I will give examples, but the better way to look at it is from style.
First, for any production code or code which can be run in any arbitrarily parallelized way, you don't want to change anything in place.
There is one major philosophical difference between functional programming and object-oriented programming: functional programming has no side effects. What does that mean? It means that if I have a function or method, let's take df.drop()
for a tangible example, then using drop
in a purely functional fashion will only return a result, it will do nothing else.
Let's make a dataframe:
>>> df = pd.DataFrame({"name": ["Alice", "Bob", "Candi"],
"job": ["CFO", "Accountant", "Developer"],
"department": ["Executive", "Accounting", "Product"]})
>>> df
name job department
0 Alice CFO Executive
1 Bob Accountant Accounting
2 Candi Developer Product
No Side Effects (inplace=False
)
Now, if I call drop
in a functional way, all that happens is a new dataframe is returned with the missing column(s):
>>> df.drop(columns = "job", inplace=False)
name department
0 Alice Executive
1 Bob Accounting
2 Candi Product
Notice that I am returning the result, which is the dataframe. To be clear, I can do this:
>>> new_df = df.drop(columns="job", inplace=False)
>>> new_df
name department
0 Alice Executive
1 Bob Accounting
2 Candi Product
Notice that new_df
has been assigned to the returned result of the drop
method.
With Side Effects (inplace=True
)
>>> df.drop(columns="job", inplace=True)
>>>
Notice that nothing is returned! The return of this method, in fact, is None
.
But something did happen:
>>> df
name department
0 Alice Executive
1 Bob Accounting
2 Candi Product
If I ask for the dataframe, we can see that df
was in fact changed so that the job
column is missing. But this entirely happened as a side effect, not as a return.

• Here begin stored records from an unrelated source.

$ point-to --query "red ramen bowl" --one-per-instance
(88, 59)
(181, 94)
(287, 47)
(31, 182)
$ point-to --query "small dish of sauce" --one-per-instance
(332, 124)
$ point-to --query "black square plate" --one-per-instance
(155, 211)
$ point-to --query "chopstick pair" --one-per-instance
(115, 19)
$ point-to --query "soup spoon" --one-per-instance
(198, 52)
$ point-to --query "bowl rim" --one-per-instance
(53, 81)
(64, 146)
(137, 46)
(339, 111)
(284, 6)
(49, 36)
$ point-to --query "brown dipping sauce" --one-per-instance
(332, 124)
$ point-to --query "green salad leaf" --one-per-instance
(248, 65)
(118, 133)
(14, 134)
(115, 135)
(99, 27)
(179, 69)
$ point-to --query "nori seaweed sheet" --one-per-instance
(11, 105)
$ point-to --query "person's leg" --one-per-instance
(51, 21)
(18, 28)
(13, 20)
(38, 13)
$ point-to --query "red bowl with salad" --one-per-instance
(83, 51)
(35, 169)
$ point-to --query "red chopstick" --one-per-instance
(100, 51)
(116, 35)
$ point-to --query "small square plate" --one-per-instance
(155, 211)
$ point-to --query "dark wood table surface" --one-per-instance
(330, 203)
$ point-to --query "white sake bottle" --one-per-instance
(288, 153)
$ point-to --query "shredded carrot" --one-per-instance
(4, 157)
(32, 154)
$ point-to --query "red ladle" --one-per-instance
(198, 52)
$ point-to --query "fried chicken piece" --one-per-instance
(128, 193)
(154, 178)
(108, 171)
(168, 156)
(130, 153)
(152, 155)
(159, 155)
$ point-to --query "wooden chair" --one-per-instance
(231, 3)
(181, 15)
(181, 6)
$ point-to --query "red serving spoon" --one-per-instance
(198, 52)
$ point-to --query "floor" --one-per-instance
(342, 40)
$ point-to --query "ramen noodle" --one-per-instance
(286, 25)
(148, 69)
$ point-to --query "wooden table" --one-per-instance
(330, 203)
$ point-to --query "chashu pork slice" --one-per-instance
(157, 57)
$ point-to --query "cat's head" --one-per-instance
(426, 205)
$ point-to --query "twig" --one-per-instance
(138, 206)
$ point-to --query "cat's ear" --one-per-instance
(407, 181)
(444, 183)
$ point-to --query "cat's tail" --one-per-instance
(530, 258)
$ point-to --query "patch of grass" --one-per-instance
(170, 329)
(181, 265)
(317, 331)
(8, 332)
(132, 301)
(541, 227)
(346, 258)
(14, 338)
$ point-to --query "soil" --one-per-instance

To prove that nothing is being returned, let's try this again (with a different column, for reasons mentioned below) and assign the result of the inplace
method to a new variable:
>>> not_much = df.drop(columns="name", inplace=True)
>>> type(not_much)
<class 'NoneType'>
As you can see, the variable not_much
is of NoneType
, which means that None
was returned.
Philosophy - Or, "when to use or not use"
Software engineering has changed over the years, and parallel activity is a much more common thing now. If you run big data jobs on Spark, or even if you run pandas on your single laptop, you can configure tasks to run multi-threaded, on multiple processes, asynchronously, as map-reduce jobs, etc.
Because of this parallel actions, you often won't know what will happen first and what will happen second. You want as many actions as possible either not to change state, or to change state in an atomic fashion.
Now let's revisit the df.drop
, repeating it multiple times. Imagine you have a big-data job that is network-limited -- often the case -- and you just ask 10 machines to do the same task, and you accept the answer from whichever machine returns the answer first. This is a common way to deal with network inconsistencies.
Inplace
:
>>> df
name job department
0 Alice CFO Executive
1 Bob Accountant Accounting
2 Candi Developer Product
>>> df.drop(columns="job", inplace=True)
>>> df.drop(columns="job", inplace=True)
Traceback (most recent call last):
File "<stdin>", line 1, in <module>
raise KeyError(f"{list(labels[mask])} not found in axis")
KeyError: "['job'] not found in axis"
>>>
I just ran the same job twice, and got different answers, one of which caused an error. That is not good for parallel jobs running.
Not Inplace
:
>>> new_df = df.drop(columns="job", inplace=False)
>>> new_df
name department
0 Alice Executive
1 Bob Accounting
2 Candi Product
>>> new_df = df.drop(columns="job", inplace=False)
>>> new_df
name department
0 Alice Executive
1 Bob Accounting
2 Candi Product
No matter how often that code is run above, new_df
will always equal the same thing.
When to use one versus the other
I would never use inplace=True
unless it was in a one-off Jupyter notebook, a homework assignment, or something else so far from a production environment.
Final Note
I started off saying something about "functional vs object-oriented". That is how it is framed, but I don't like that comparison because it starts flame wars, and object oriented does not have to have side effects.
It's just that functional cannot have side effects, and object-oriented often does.
I prefer to say "side effects vs no side effects". That choice is easy: always prevent side effects whenever possible, recognizing it is not always possible (despite what Haskel suggests).